Over at Facebook, Olaf Errwigge of Copenhagen has revealed some interesting facts about Phoenix Park and the ‘home street’ of Séipéil Iosóid, both of them out west from Dublin.
Regarding Phoenix Park, a correspondent had asked: How did it get its name?
And Errwigge replied:
Phoenix is said to be from fionn uisce, meaning clear water. But what clear water that would have referred to is not so clear. Instead it seems that it was originally fíor uisce, true water, referring to the distill’ry est’d there at the Liffey by Holy St Patrick to compete with the domestic ales.

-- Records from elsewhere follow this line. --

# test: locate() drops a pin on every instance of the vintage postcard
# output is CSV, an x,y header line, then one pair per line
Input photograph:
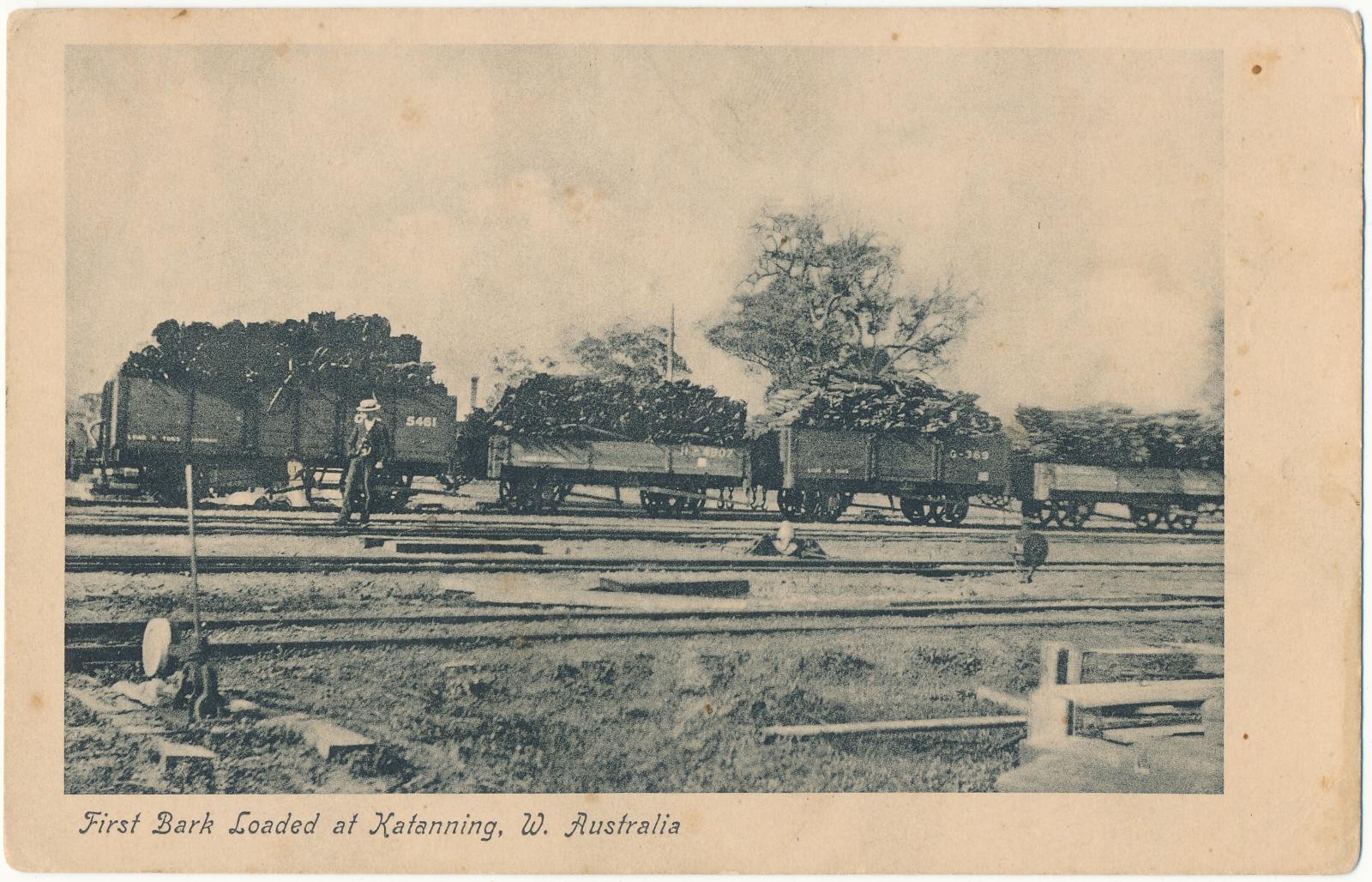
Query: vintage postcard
x,y
685,440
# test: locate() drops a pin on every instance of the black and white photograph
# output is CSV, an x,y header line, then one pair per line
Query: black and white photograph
x,y
652,420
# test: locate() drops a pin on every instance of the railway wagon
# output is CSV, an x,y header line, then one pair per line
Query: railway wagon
x,y
816,472
1157,498
537,474
150,429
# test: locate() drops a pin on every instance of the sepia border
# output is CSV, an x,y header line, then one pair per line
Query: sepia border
x,y
1293,84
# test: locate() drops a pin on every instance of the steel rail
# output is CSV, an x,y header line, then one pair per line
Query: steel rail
x,y
81,654
452,564
95,630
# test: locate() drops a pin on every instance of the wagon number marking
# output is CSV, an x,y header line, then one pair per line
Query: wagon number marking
x,y
981,455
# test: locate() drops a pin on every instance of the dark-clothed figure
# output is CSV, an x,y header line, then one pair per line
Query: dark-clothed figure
x,y
368,447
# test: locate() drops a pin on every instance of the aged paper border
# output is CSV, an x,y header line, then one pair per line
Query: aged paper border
x,y
1293,281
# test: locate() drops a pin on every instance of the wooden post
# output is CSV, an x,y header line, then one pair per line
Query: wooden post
x,y
671,347
1053,716
190,520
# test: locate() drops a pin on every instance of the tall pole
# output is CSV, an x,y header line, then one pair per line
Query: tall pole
x,y
190,520
671,347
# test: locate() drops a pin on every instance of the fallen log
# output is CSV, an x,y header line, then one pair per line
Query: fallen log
x,y
891,727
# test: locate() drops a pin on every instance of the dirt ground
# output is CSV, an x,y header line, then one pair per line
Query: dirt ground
x,y
642,715
141,596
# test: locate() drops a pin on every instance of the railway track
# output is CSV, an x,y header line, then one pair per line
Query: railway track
x,y
449,564
676,532
237,637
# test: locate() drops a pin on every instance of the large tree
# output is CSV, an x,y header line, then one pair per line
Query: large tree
x,y
823,299
626,353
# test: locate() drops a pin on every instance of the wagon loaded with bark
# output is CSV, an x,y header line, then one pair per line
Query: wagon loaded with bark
x,y
1165,468
268,404
672,441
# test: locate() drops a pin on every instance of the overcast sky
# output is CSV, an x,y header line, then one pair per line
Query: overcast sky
x,y
494,196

The name Chapelizod also is a curiosity. Patrick est’d a house to purvey his distill’ry’s products to the public, which he called An Capall’s an Ógh, The Horse and the Virgin. It became a popular gathering place for the young people after their hurling matches in the nearby fields, and was soon known as the Capall’s Óg, Horse ’n Youth. In time it was simply referred to as ‘The Chapel’, along with the village that had grown up around it. When King Mark (Eachmharcach) of Dublin sent out his tax assessors, it was found that this village was not named in their records. His men asked in at Patrick’s house what it was called, this village out there from this famous ‘Chapel’. Patrick’s man, thinking they were asking about ownership, not wanting to be liable for the taxes on the distill’ry toward which they seemed to be gesturing, replied in what he thought was good official Norse, ‘I sold it’. The taxmen dutifully wrote it down, and as Chapel-Isolde, later Chapelizod, the place was known thenceforth!
That story may be spurious, however, as the name would seem more likely to have been simply corrupted from Capall’s Óg.